Molly has called for the urgent phasing out of all unnecessary single use plastic. The call comes as China is set to stop accepting hundreds of thousands of tonnes of plastic packaging intended for recycling and public outcry created by the BBC’s popular Blue Planet 2 series over plastic pollution affecting our seas and coasts.  

Molly says a ban is particularly crucial for the South West which has the longest coastline of all English regions, totalling 630 miles. She has written to the European Commission demanding it play a leading role in tackling a problem that ‘is choking our oceans’ [1].

Molly said:

“Plastic waste is growing year on year and becoming harder and harder to deal with. This menace will not simply rot away; we must dispose of single use plastics.

“With the amount of plastic in our seas set to outweigh fish by 2050, it is critical that we get a grip on this problem choking our seas. We must take drastic action to protect our iconic coastline and important sea life.”

The European Commission has an important role to play by supporting EU countries to handle more of their plastic waste domestically instead of exporting the problem to other countries. It can also incentivise moves towards a circular economy where recycling and re-using become the norm. But we also need to see Commission honour the wishes of the European Parliament who want all harmful and single use plastics phased out.”

Molly accused the UK government of ignoring the problem; environment secretary, Michael Gove confessed to MPs recently that he had ‘not given sufficient thought’ to the problem of plastic waste. She said:

“Michael Gove has pledged action on ocean plastics but doesn’t seem to have a clue how we are going to deal with the thousands of tonnes of plastic waste currently exported to China – a market that will soon be closed to us. I am glad Blue Planet 2 has moved him, but we need green actions to deal with the issue. Rapidly phasing out and then banning unnecessary single use plastic will go a long way to getting this problem wrapped.”

Green Party members supported a motion calling for a ban on all unnecessary single use plastics at their conference in October [5].

Notes

[1] Written question to the European Commission:

A recent UN resolution to stop plastic waste from entering the oceans is progressive, but unfortunately is not binding. The EU has an opportunity to play the leading role in tackling this problem that is choking our oceans.

While EU legislation stipulates that all exported plastics must be recycled to EU standards, a lack of transparency and accountability in receiving countries means that much of it ends up in landfills or our oceans.

Additionally, with the decision by China to stop receiving domestic waste imports from January 2018, many countries are now going to have to find alternative ways to tackle the plastic waste they have traditionally exported.

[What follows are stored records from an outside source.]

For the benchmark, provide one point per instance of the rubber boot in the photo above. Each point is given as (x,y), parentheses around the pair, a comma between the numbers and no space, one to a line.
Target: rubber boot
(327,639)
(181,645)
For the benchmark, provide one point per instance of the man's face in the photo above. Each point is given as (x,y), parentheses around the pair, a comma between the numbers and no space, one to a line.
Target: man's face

Will the Commission explain how they intend to support EU countries to handle more of their plastic waste domestically instead of relying on exporting the problem to other countries?

  1. Will the Commission explain how they intend to support EU countries to handle more of their plastic waste domestically instead of relying on exporting the problem to other countries?
  2. How does the Commission intend to incentivise the move to a circular economy and, in particular, the recycling and re-use of lower grades of plastic waste? 
  3. Will the Commission indicate whether they intend to honour the wishes of the European Parliament who voted in 2014 to remove all harmful plastics from the market and phase out single use plastics?